LEGO Star Wars III: The Clone Wars 3D is a game that comes so, so close to being terrific. The story is fun, even if you don’t follow the cartoon series and don’t grasp its nuances. And the puzzle solving elements are fantastic. Using the characters at your disposal to figure out how to progress is challenging, but never frustrating. Where it falls short, though, is in its save features. Levels are long — with some lasting 30 minutes — and you cannot save the game mid-level. Given the rather weak battery life of the 3DS, that can be problematic for players who don’t have that long to dedicate to the game. And with the 3D effects turned on, looking at the screen for a period that long can result in severe eye fatigue. A simple save at will or autosave feature would boost the game tremendously. As it is, it’s still one that’s worth your time — if you know what you’re getting into.
Rayman 2: The Great Escape is often cited as one of the best games of all time — and it hasn’t lost a lot of its luster. The game, now called Rayman 3D, is reinvigorated by the 3DS’s 3D effects, which do a good job of simulating a world with depth. But the 3D effects can sometimes make the game a bit more difficult — and many players may feel eyestrain after playing for an extended period (or even a short one). While the gameplay elements are still a lot of fun, UbiSoft did not take advantage of many of 3DS features, such as the gyroscope or touch screen functionality, which is a bit baffling. Still, this is a fine port of a very good game — and one of the better launch titles for the 3DS.
While Super Street Fighter IV 3D Edition is one of the best (and most elegant) multiplayer games to ever appear on a Nintendo platform, it’s worth remembering that this is, at its heart, the second update of a two year old game. That means the graphics aren’t as impressive as you might expect from a launch title for a system whose main selling point is its graphical differences. In 3D mode especially, the backgrounds appear incredibly static — almost cardboard-like.

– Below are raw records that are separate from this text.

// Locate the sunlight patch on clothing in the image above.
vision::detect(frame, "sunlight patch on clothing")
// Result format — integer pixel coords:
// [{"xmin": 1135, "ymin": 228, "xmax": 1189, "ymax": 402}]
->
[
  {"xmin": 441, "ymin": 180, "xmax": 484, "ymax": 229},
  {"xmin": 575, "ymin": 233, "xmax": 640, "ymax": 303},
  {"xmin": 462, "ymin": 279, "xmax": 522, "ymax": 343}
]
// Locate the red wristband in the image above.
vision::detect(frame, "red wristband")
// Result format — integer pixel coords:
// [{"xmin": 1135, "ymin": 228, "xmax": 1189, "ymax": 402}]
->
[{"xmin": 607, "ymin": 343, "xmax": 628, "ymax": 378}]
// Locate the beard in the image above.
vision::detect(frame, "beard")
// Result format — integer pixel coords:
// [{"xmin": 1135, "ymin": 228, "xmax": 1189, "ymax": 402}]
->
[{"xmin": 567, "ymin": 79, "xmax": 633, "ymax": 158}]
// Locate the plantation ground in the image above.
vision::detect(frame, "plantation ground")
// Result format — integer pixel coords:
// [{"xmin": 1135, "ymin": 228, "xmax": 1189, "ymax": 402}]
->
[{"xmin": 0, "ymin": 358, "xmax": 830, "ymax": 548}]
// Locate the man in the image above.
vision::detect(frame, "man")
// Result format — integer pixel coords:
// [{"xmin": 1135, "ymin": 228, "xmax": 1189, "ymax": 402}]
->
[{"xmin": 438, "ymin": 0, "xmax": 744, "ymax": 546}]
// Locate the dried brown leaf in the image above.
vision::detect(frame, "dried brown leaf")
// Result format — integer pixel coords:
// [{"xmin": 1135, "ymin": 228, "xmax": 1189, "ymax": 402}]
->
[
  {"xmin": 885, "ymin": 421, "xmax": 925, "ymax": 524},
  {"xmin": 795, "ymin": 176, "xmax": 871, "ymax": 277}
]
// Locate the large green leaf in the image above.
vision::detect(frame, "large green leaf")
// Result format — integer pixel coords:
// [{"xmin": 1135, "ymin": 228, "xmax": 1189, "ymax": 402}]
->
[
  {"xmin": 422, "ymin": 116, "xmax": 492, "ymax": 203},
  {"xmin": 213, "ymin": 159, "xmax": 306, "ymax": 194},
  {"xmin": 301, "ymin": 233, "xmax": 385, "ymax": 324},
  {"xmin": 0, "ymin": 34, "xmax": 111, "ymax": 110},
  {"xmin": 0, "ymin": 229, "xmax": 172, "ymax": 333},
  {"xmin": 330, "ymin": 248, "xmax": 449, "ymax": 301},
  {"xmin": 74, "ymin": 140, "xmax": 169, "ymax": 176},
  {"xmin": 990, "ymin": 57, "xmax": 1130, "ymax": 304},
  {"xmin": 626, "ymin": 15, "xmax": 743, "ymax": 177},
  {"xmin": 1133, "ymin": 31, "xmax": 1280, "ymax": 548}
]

At its core, though, the game remains a good fighter. The action moves quickly and there is a tremendous variety of moves among the large collection of characters. Finding a random online opponent is easy (though the matchmaking service isn’t fully up to snuff yet), as is connecting with friends. Fighting in the system’s 3D mode takes some getting used to, but it’s a nice (though unnecessary) addition, letting the characters stand out as they battle. Longtime fans of the series don’t need to buy yet another version, but for new 3DS owners looking for a quality game for older teens, this isn’t a bad choice.